Abone ol28 Şubat döneminde muhafazakar eğitim kurumları ve başörtülü öğrencilere yönelik başlatılan cadı avını doğrulayan belgeler ortaya çıktı.
Özellikle yurt, dershane ve okullarda inanılmaz baskı ve uygulamalara gidilmiş. Zaman gazetesi ulaştığı o belgeleri manşetine taşıdı. Öğrenciler yatakhanelerde başörtülü dolaştığı için yurtların kapatıldığı belirtilen haberde müfettişlerin okul koridoru, bahçe ve sınıflarda hafiye gibi dolaşıp başörtüsü raporları tuttğuna dikkat çekiliyor. İşte o haberden bir bölümle sizleri başbaşa bırakıyoruz:
Müfettiş, sınıfın ortasında 'peruk' kontrolü için bayan öğretmenin saçını çekti
28 Şubat'ta özel okul ve dershanelerde öğretmenlerin maruz kaldığı davranışlar 'bu kadar da olmaz' dedirtiyor. O dönem İstanbul'daki özel bir okulu teftişe gelen müfettiş, bir bayan öğretmenin dersine giriyor. Uzun süre izledikten sonra dışarı çıkmak için kalkıyor.
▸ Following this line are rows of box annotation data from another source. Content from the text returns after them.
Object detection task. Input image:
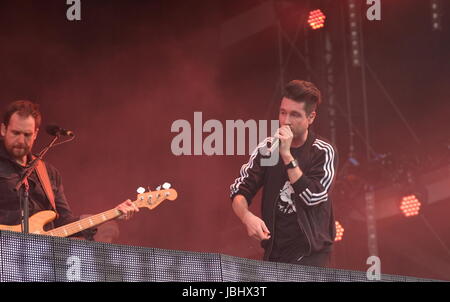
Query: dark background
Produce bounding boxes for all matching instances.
[0,0,450,280]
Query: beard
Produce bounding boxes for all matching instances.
[7,145,31,159]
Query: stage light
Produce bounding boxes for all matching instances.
[308,9,326,29]
[347,0,361,67]
[400,194,421,217]
[334,220,344,241]
[431,0,442,31]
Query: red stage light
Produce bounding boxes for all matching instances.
[308,9,326,29]
[400,195,421,217]
[334,220,344,241]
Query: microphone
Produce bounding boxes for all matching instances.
[270,137,280,152]
[45,125,75,136]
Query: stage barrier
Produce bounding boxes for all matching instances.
[0,231,434,282]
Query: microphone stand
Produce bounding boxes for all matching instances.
[14,134,60,234]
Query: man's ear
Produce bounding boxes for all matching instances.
[308,111,317,125]
[34,128,39,139]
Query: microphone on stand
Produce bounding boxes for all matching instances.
[45,125,75,136]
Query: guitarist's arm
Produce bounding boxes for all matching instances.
[47,163,97,241]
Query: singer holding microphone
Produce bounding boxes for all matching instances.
[0,100,139,240]
[231,80,337,266]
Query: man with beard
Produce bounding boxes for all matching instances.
[0,100,139,240]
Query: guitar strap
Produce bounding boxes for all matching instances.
[36,160,58,214]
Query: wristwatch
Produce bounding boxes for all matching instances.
[286,159,298,169]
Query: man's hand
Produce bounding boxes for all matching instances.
[242,212,270,241]
[277,125,294,162]
[116,199,139,220]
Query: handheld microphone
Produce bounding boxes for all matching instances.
[45,125,75,136]
[270,137,280,152]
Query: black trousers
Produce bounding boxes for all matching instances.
[289,251,331,267]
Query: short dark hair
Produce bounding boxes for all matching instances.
[282,80,322,115]
[3,100,42,129]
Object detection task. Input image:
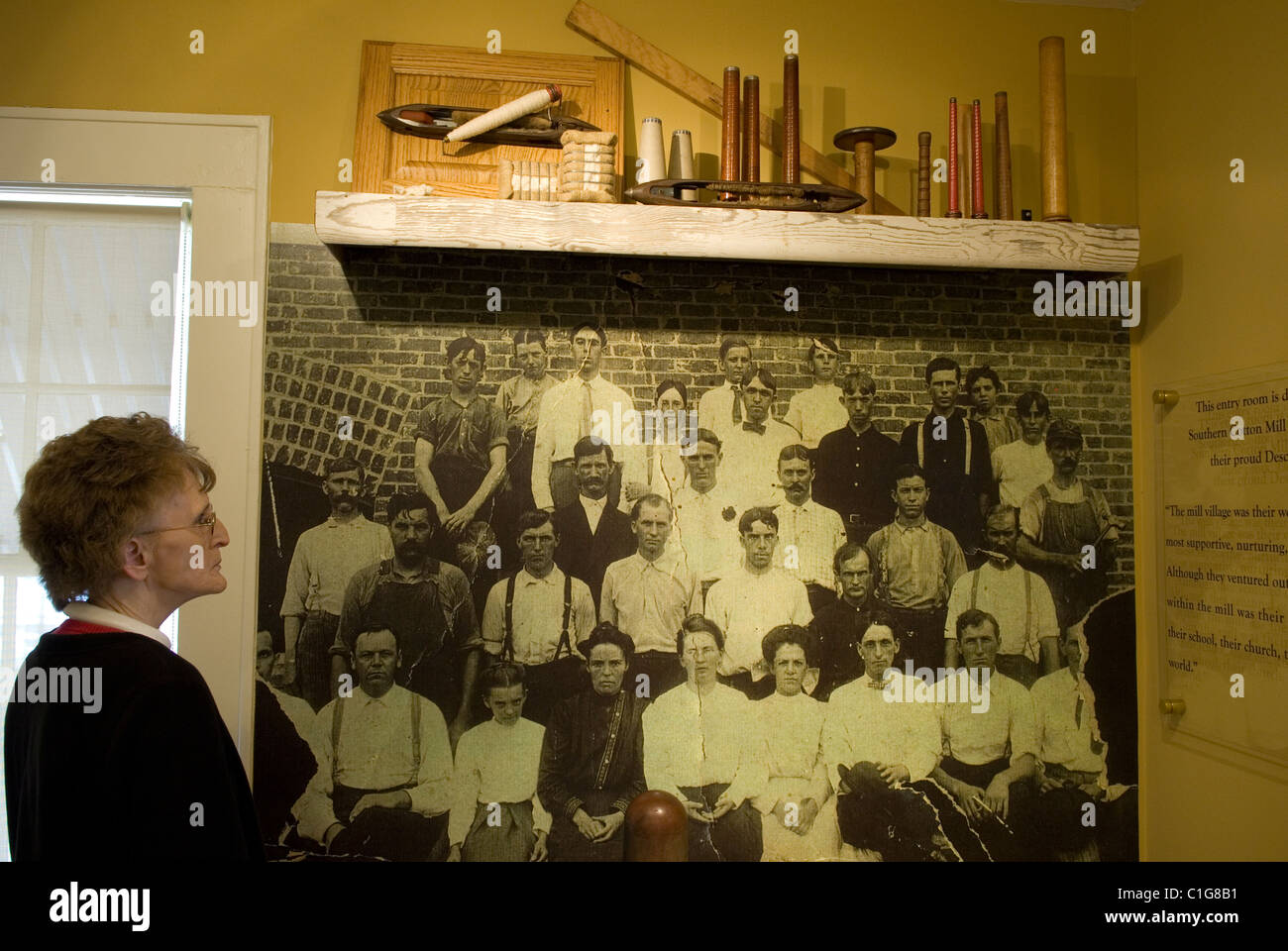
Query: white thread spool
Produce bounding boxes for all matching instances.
[636,116,666,184]
[667,129,698,201]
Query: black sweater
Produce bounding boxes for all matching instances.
[4,621,265,861]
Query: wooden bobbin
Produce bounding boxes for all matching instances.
[832,125,896,215]
[917,133,930,218]
[625,790,690,862]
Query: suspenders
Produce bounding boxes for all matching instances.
[917,416,970,476]
[501,573,572,661]
[331,693,420,788]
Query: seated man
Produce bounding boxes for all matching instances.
[554,436,635,608]
[754,624,840,862]
[823,612,957,861]
[932,608,1038,860]
[447,661,550,862]
[1031,627,1138,861]
[331,492,482,742]
[599,495,702,697]
[537,624,648,862]
[944,505,1060,687]
[867,464,966,668]
[643,614,768,862]
[705,509,814,699]
[296,626,452,861]
[483,509,595,725]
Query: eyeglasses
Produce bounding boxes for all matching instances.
[136,511,219,537]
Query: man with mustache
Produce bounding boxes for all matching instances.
[808,541,876,702]
[1019,419,1121,629]
[671,429,742,596]
[331,492,483,744]
[537,622,648,862]
[769,443,845,613]
[821,611,950,861]
[993,389,1055,509]
[944,505,1060,687]
[599,495,702,697]
[554,436,635,608]
[296,621,452,861]
[282,458,393,711]
[416,337,510,543]
[532,322,648,511]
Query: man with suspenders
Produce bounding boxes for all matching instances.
[297,626,452,861]
[944,505,1060,687]
[483,510,595,725]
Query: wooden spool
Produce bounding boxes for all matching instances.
[1038,36,1072,222]
[832,125,896,215]
[625,790,690,862]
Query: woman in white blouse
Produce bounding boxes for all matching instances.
[755,624,841,862]
[447,663,550,862]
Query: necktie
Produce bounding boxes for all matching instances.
[579,380,591,438]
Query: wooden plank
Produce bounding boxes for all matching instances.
[564,0,905,215]
[314,192,1140,273]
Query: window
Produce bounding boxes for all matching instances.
[0,183,192,860]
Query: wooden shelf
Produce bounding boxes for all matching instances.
[314,192,1140,273]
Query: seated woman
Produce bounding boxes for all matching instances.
[754,624,840,862]
[447,663,550,862]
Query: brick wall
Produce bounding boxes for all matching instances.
[265,241,1133,586]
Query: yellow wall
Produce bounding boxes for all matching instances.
[1132,0,1288,860]
[0,0,1136,223]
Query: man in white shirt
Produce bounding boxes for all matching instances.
[643,616,768,862]
[280,459,394,711]
[720,369,800,511]
[599,495,702,697]
[931,608,1038,860]
[532,324,648,511]
[944,505,1060,687]
[1030,626,1138,860]
[783,337,850,450]
[483,510,595,725]
[698,337,752,436]
[671,429,742,594]
[704,508,814,699]
[296,627,452,861]
[993,389,1055,509]
[823,611,954,861]
[770,443,846,613]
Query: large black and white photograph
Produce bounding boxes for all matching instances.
[255,241,1137,860]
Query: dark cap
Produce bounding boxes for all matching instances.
[1046,419,1082,449]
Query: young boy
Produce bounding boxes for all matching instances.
[447,663,550,862]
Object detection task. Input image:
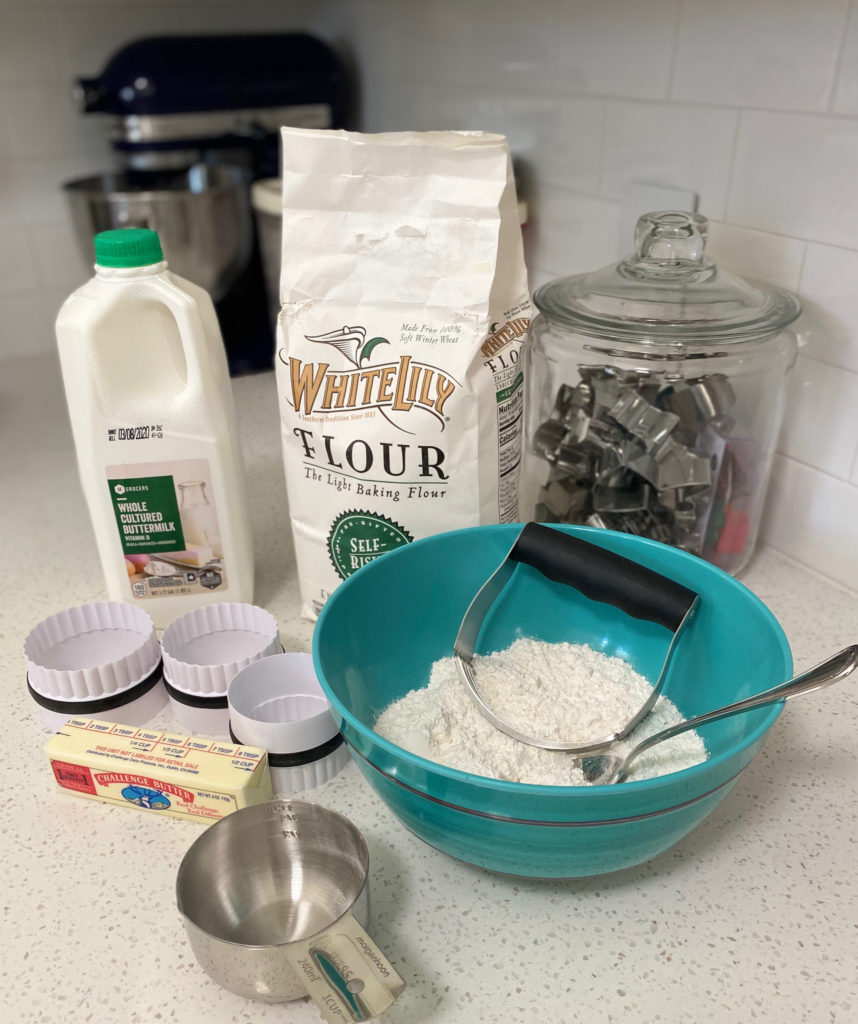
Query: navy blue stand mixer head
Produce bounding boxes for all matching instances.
[63,33,350,374]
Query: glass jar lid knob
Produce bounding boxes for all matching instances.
[619,210,715,280]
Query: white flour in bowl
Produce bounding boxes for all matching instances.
[375,638,706,785]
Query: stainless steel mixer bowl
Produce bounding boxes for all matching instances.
[176,800,370,1002]
[62,164,253,301]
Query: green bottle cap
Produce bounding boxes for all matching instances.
[95,227,164,266]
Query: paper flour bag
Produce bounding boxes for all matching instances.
[276,128,530,617]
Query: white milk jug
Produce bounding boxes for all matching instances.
[56,228,253,627]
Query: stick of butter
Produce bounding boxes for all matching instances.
[45,718,271,821]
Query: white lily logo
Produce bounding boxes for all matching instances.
[304,327,390,368]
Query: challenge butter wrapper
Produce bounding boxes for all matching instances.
[45,718,271,821]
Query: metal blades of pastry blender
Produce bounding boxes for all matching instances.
[454,522,699,754]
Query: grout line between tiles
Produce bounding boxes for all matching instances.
[823,0,855,114]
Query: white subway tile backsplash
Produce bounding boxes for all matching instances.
[778,355,858,481]
[30,217,93,294]
[461,0,555,90]
[539,97,605,196]
[0,154,109,226]
[761,456,858,591]
[0,291,66,359]
[671,0,849,112]
[0,4,61,87]
[600,101,737,219]
[372,0,472,85]
[799,243,858,373]
[831,3,858,115]
[2,81,112,159]
[526,186,619,278]
[0,227,39,295]
[706,220,805,292]
[726,113,858,248]
[546,0,678,99]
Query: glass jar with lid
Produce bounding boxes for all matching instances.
[521,212,801,572]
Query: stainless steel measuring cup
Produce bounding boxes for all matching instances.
[176,800,405,1022]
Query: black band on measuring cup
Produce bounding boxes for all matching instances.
[509,522,698,633]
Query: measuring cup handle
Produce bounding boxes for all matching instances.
[510,522,697,633]
[285,913,405,1024]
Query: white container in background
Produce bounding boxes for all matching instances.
[56,228,253,628]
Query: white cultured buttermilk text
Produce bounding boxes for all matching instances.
[56,229,253,627]
[276,128,530,617]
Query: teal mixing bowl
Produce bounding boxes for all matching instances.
[313,524,792,879]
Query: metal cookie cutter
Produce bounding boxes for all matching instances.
[454,522,699,754]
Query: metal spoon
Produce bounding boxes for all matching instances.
[577,644,858,785]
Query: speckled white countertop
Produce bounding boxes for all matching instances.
[0,357,858,1024]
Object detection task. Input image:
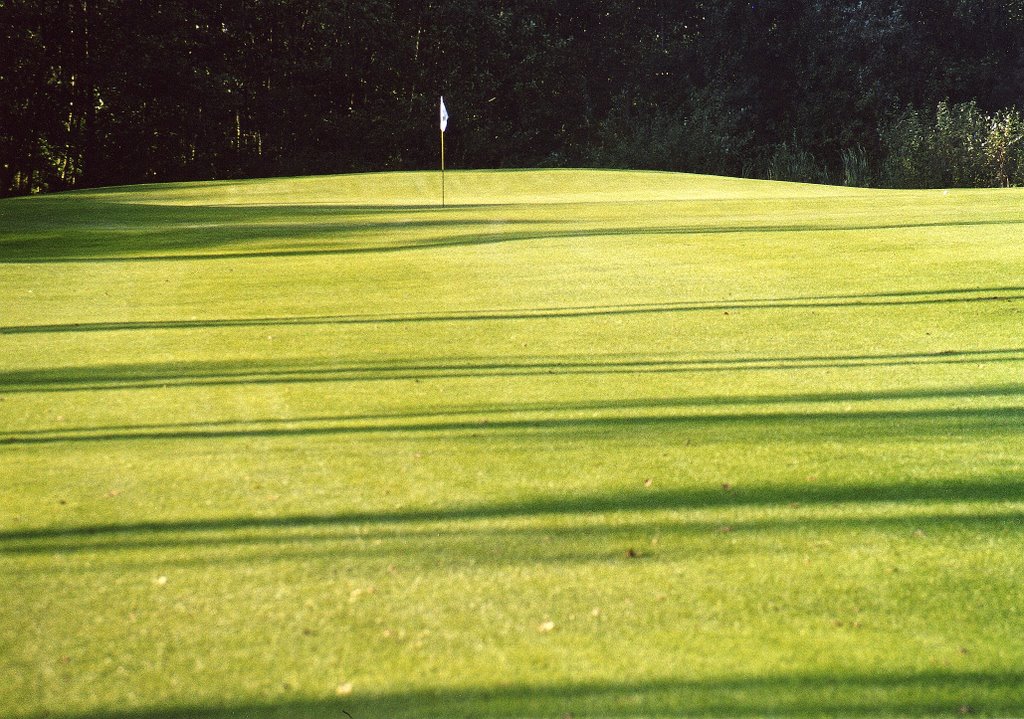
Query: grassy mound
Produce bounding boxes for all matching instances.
[6,170,1024,719]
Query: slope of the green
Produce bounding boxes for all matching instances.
[0,170,1024,719]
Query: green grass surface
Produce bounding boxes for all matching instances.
[0,165,1024,719]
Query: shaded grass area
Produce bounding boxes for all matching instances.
[14,672,1024,719]
[0,171,1024,719]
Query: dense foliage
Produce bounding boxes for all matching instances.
[0,0,1024,193]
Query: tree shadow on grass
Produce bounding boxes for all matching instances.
[0,287,1024,335]
[23,670,1024,719]
[0,473,1024,559]
[0,348,1024,391]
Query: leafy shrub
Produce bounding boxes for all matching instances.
[843,144,872,187]
[881,100,1024,187]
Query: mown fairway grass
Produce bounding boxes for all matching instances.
[0,171,1024,719]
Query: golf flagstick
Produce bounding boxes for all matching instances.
[440,95,447,207]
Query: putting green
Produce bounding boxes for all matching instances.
[0,170,1024,719]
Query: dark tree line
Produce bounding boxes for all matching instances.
[0,0,1024,194]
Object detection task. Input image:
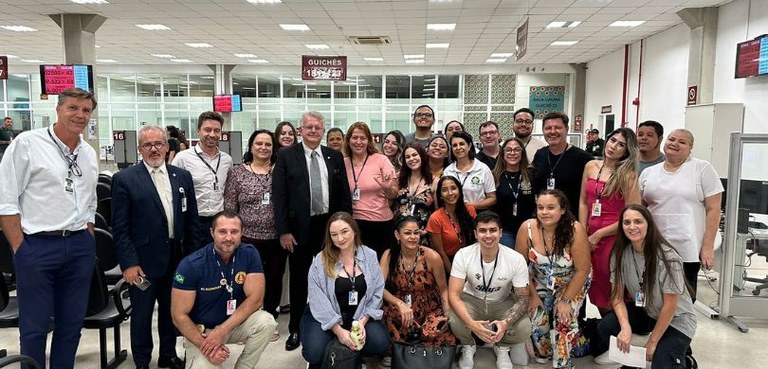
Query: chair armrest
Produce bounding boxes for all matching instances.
[110,278,131,318]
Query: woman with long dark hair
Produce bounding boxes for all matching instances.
[427,174,476,273]
[595,204,696,369]
[579,128,640,315]
[516,190,590,368]
[224,129,288,341]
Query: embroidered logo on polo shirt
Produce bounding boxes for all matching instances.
[235,272,245,284]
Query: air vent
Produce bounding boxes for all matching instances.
[349,36,392,46]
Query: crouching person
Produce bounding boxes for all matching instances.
[171,210,277,369]
[448,211,531,369]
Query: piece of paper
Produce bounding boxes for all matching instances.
[608,336,646,368]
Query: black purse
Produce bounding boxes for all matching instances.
[321,338,363,369]
[392,342,456,369]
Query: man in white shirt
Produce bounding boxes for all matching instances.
[448,211,531,369]
[172,111,232,246]
[0,88,99,368]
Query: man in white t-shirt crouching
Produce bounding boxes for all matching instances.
[448,211,531,369]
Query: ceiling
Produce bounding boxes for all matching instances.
[0,0,729,67]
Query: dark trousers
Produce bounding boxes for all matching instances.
[300,306,390,369]
[355,219,397,259]
[278,214,331,333]
[248,237,288,319]
[13,231,96,368]
[128,258,177,366]
[590,302,691,369]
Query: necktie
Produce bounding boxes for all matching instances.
[152,168,173,238]
[309,151,324,215]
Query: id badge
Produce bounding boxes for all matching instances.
[635,291,645,307]
[592,200,603,217]
[227,299,237,315]
[64,178,75,193]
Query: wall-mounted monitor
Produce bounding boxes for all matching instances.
[40,64,94,95]
[736,35,768,78]
[213,95,243,113]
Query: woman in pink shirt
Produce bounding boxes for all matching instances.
[344,122,397,259]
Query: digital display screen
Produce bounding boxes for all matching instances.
[40,64,93,95]
[213,95,243,113]
[735,35,768,78]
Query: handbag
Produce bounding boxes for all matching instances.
[321,338,363,369]
[392,342,456,369]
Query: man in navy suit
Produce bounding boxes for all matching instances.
[272,111,352,351]
[112,126,199,369]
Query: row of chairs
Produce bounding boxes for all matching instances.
[0,228,131,369]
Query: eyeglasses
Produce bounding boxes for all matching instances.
[141,142,165,151]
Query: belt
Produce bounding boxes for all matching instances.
[32,229,85,237]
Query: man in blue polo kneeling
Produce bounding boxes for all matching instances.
[171,210,277,369]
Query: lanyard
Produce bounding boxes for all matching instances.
[630,249,645,289]
[595,164,616,202]
[341,250,357,292]
[195,146,221,189]
[547,145,570,178]
[212,248,237,300]
[480,250,499,299]
[46,128,83,178]
[349,154,369,190]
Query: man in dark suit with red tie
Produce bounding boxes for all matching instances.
[272,111,352,350]
[112,126,199,369]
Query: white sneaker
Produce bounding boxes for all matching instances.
[592,351,618,365]
[509,342,528,365]
[493,346,512,369]
[459,345,477,369]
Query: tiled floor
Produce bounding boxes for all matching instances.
[0,268,768,369]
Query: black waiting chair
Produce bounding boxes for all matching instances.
[83,229,131,369]
[0,355,40,369]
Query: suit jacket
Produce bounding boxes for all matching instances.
[272,144,352,244]
[112,162,200,277]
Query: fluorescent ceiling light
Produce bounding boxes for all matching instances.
[280,24,309,32]
[427,23,456,31]
[608,21,645,27]
[70,0,109,4]
[136,24,171,31]
[0,26,37,32]
[547,21,581,29]
[184,42,213,49]
[549,41,578,46]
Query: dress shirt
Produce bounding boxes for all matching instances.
[301,142,330,215]
[0,127,99,234]
[172,146,232,217]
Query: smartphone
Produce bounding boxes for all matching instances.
[136,277,152,291]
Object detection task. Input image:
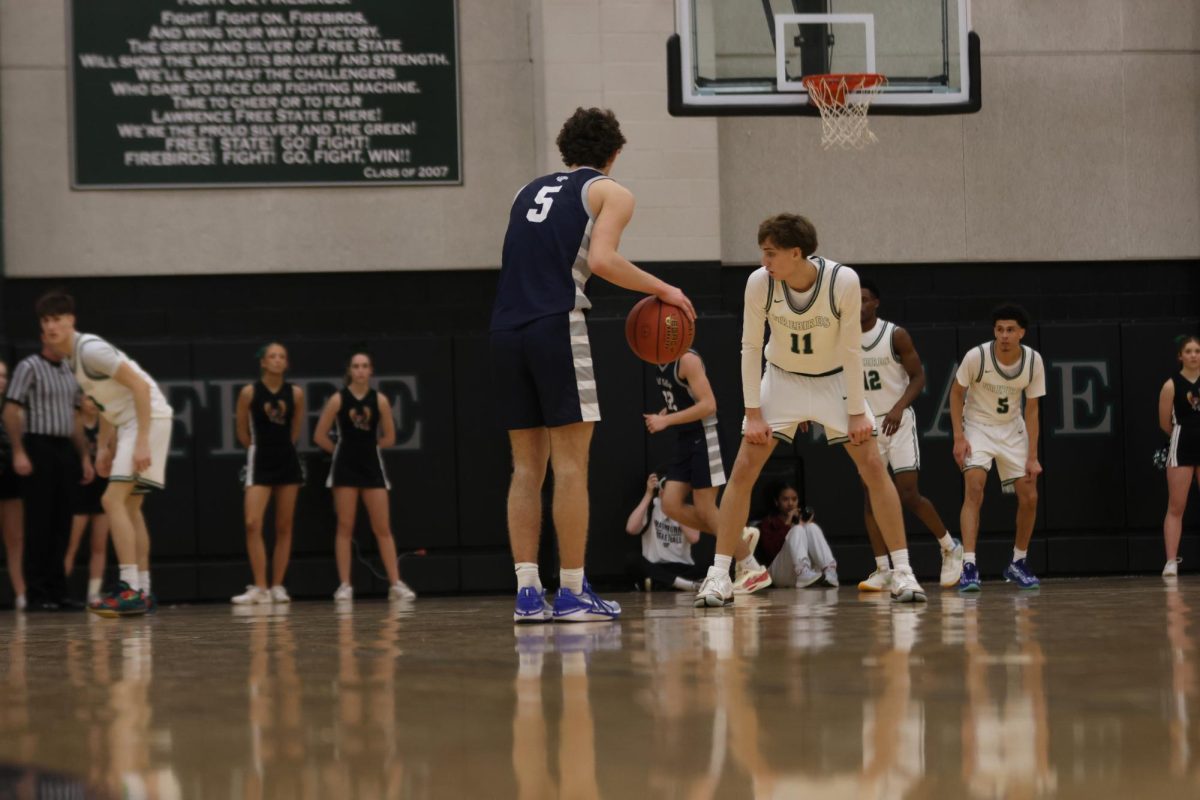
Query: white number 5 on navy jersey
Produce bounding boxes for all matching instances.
[526,186,563,222]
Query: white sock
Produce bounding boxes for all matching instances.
[120,564,142,591]
[516,561,541,591]
[558,567,583,594]
[708,555,733,578]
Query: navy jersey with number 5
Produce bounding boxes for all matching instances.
[491,167,610,331]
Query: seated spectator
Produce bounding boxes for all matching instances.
[625,473,708,591]
[757,483,838,589]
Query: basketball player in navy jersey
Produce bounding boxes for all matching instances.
[695,213,925,608]
[858,281,962,591]
[230,342,305,606]
[642,350,770,595]
[491,108,695,622]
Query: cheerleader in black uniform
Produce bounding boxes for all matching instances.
[312,351,416,601]
[232,342,305,606]
[1158,336,1200,578]
[0,361,25,610]
[62,396,108,603]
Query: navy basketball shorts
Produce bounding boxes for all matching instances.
[491,311,600,431]
[667,426,725,489]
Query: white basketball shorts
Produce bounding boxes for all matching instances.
[962,419,1030,486]
[108,419,174,489]
[875,408,920,473]
[742,363,875,445]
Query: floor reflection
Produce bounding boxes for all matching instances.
[0,578,1200,800]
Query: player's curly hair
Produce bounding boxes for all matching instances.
[758,213,817,258]
[1175,333,1200,355]
[556,107,625,169]
[34,289,74,319]
[991,302,1030,327]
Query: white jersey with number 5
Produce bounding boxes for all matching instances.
[863,319,908,416]
[954,342,1046,425]
[742,255,866,414]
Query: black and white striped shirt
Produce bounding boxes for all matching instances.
[5,353,80,437]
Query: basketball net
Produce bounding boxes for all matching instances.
[802,73,888,150]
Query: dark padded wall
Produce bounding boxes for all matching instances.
[0,263,1200,600]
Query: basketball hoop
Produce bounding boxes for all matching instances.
[802,73,888,150]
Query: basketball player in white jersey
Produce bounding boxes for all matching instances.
[950,305,1046,591]
[858,279,962,591]
[36,291,174,616]
[695,213,925,608]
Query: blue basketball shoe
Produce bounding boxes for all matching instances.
[512,587,554,622]
[1004,559,1042,589]
[554,581,620,622]
[959,561,983,591]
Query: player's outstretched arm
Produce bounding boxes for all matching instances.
[1158,378,1175,435]
[625,473,659,536]
[376,392,396,447]
[113,361,150,473]
[312,393,342,453]
[588,180,696,319]
[882,327,925,437]
[950,378,971,469]
[1025,397,1042,477]
[292,386,307,444]
[642,353,716,433]
[235,384,254,449]
[742,269,770,445]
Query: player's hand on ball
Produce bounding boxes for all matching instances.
[954,439,971,469]
[642,417,671,433]
[846,414,875,445]
[655,287,696,321]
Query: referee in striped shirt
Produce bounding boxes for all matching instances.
[4,335,94,610]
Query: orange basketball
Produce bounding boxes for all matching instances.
[625,296,696,363]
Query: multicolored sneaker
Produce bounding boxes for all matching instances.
[88,581,148,616]
[554,581,620,622]
[959,561,983,591]
[941,539,962,589]
[512,587,554,622]
[858,567,892,591]
[692,575,729,608]
[892,566,925,603]
[733,566,768,595]
[1004,559,1042,589]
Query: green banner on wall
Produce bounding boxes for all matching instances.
[68,0,462,190]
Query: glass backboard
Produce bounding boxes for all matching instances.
[667,0,982,116]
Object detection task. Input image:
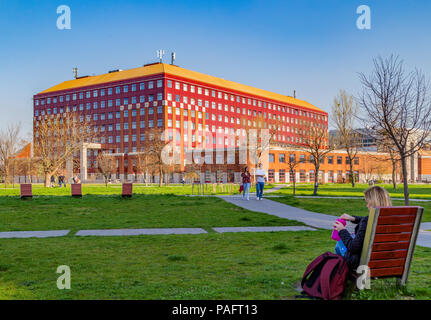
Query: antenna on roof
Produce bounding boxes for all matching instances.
[157,49,165,63]
[72,67,78,79]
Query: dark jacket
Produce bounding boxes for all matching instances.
[338,216,368,271]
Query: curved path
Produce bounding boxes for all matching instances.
[218,195,431,248]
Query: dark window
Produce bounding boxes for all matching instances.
[278,153,286,163]
[268,170,274,182]
[269,153,274,162]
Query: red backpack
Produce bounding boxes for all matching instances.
[301,252,349,300]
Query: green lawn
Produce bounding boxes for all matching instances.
[271,183,431,200]
[0,194,302,231]
[0,184,274,197]
[270,196,431,222]
[0,231,431,299]
[0,186,431,299]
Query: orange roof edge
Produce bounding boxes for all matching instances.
[38,63,326,113]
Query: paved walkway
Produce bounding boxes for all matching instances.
[295,196,431,202]
[219,196,431,248]
[0,226,316,239]
[0,230,70,239]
Kapıya yönelirken bir anda öğretmenin saçını tutup çekiyor. Bu sırada canı yanan öğretmen çığlık atıyor. Müfettiş, pişkin pişkin "Sadece peruk mu diye kontrol ettim." diyor. Öğretmen, hıçkırıklarla ağlamaya başlıyor, daha sonra psikolojik sorunlar yaşadığı için öğretmenliği bırakıyor.
Erkek öğretmene 'Niçin başörtüsü taktın?' cezası
Milli Eğitim'in açtığı stajyer öğretmenlerin katıldığı kursa kolejden iki öğretmen katılıyor. Kursa takım elbiseleriyle devam eden öğretmenlerin ardından Milli Eğitim Teftiş Kurulu'ndan okullarına yazı geliyor. Sınava katılan 4 stajyer öğretmenin kılık kıyafete uymadıkları için ifadesi isteniyor. İsmi İbrahim Halil olan öğretmene "Niye başörtülü girdin?" diye soruyorlar. Öğretmen şaşırıyor. Öğretmenin isminin İ. Hilal diye yazıldığı ortaya çıkıyor.
Türkiye birincisine ÖSYM başkanından tehdit: Dershane öğretmenlerinin reklamını yapma yoksa seni 11. yaparım
1996 yılında imam hatip öğrencisi Selim Tuzci, ÖYS sonuçları kamuoyuna açıklanmadan önce ÖSYM başkanından telefon alıyor. ÖSYM başkanı, ilk 10'a girdiğini ve uçak biletinin hazır olduğunu, hemen Ankara'ya gelmesini söylüyor. Dershane hocaları da Tuzci'yle birlikte gidiyor. ÖSYM'nin koridorunda karşılaştıkları ÖSYM başkanı, Tuzci'yi kolundan tutup bir odaya götürürken, öğretmenleri binadan dışarı çıkartıyor. Tuzci'yi otele yerleştirip kimseyle görüştürmüyor. Başkan, Tuzci'ye şu şantajı yapıyor: "Bak oğlum. Sınavda ilk 10 arasına girdin. Bu dershanecilerle görüşmeyeceksin, onların bu başarıyı reklam etmesine izin vermeyeceksin. Söylediklerimi yapmazsan seni ilk 10 içinden alır, 11. yaparım." Sonuçlar açıklandıktan sonra Tuzci'nin Türkiye birincisi olduğu anlaşılıyor.